The clouds part. The sun rises. The bells ring. Never have three words sounded more like a perfect solution to a problem.
“How does it work?” I ask. “The whole donation process.”
She stabs a carrot slice, chews, and swallows. “Well, there’s this thing guys do when they’re horny. It’s called”—she glances furtively from side to side—“jacking off.”
“I’m well aware of how the protein shake is made. What I mean is, are we talking about one of those little rooms you go into?” I ask, since what man doesn’t have an image of a jerk-off chamber? “With magazines or porn or whatnot?”
“Yes, they schedule the donors for forty-minute sessions in them.”
“I’m more efficient than that, but that’s good to know.” I take another bite and chew. I set down the burger. “So, a nurse or orderly would escort me to a special room, and then I’d need to drop my drawers and whack off. Into a cup, right?”
“A plastic sample cup. With a top,” she says, and I’m kind of amazed that she’s answering every question like a champ. No blushing, no stammering.
“What do they provide for entertainment? Laptops? Computers? Or is it old school with Playboy?”
“They provide pornographic material in printed form as well as video on a TV screen.”
“Awesome. So I just choke the chicken in a room with a ton of other dudes going at it in their own rooms, too. Hand a cup to the nurse. She seals up the goods. Then, what’s next?”
“They do tests on your swimmers.”
“They’ll pass. Then you come in, maybe the same day, maybe a few days later?”
“Same day. We’d have to time everything to my cycle and when I’m ovulating.”
“Fine, so they undress you, prop you up on an exam table, and stick a turkey baster into you?”
“You paint a lovely picture of the process.”
I hold up a hand, waving her off. “Wait. I’m not done. You’re in nothing but a hospital gown. The doc tells you to put your cute little feet in stirrups, and they stick that baster up inside what I am sure is an absolutely gorgeous and heavenly home,” I say, because if she can complement my tadpoles, I can say something nice about the paradise between her legs. She mouths a thank you. “After the boys make the upstream trip, they send you home.” I mime patting her on the rear and then sending her out the door.
“I think you’ve got the basic idea.”
“And after that?”
“That’s all,” she says. “That’s all I’d want you to do. I don’t expect or want any involvement. I’d have all the paperwork drawn up in advance saying there are no legal rights, responsibilities, or expectations of parenting, and no financial commitments required.”

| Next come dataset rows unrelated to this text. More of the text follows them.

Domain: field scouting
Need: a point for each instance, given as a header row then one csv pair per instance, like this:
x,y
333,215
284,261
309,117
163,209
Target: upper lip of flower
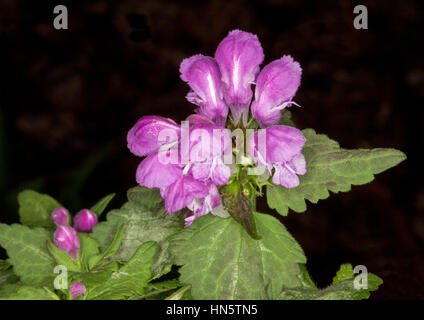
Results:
x,y
217,85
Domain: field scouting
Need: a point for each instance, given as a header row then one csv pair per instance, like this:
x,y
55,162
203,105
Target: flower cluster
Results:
x,y
219,85
65,236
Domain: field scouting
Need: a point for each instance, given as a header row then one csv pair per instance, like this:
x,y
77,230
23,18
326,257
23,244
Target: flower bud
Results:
x,y
60,216
85,220
77,289
67,240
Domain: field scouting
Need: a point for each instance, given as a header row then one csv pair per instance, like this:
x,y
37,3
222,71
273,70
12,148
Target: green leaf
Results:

I’m almost ashamed to admit it, but that’s the clincher for me—the lack of involvement. If I’m ever going to raise a child, I’m damn well going to do it right. The whole nine yards, two parents, just like my mom and dad raised my brother, my sister, and me.
Nicole isn’t asking me to sign up for daddy duty, though. She doesn’t want me to help with diaper detail or midnight feedings.
She’s a friend asking for the help she needs so she can then do those things on her own.
And helping a friend seems like something I should consider.
Fine, she’s asking for a hell of a lot more than a dude to put together an IKEA TV stand, and those things are beyond Da Vinci Code-level cryptic. I’d like to see Robert Langdon decipher some IKEA assembly instructions. Good luck with that, Harvard symbologist.
I like Nicole. I respect the dickens out of this woman. I want to take her request as seriously as she’s asking it. “Can I have a few days to think about it?”
“Of course. Take all the time you need,” she says, then glances at an imaginary watch on her wrist. “It’s only my biological clock ticking.”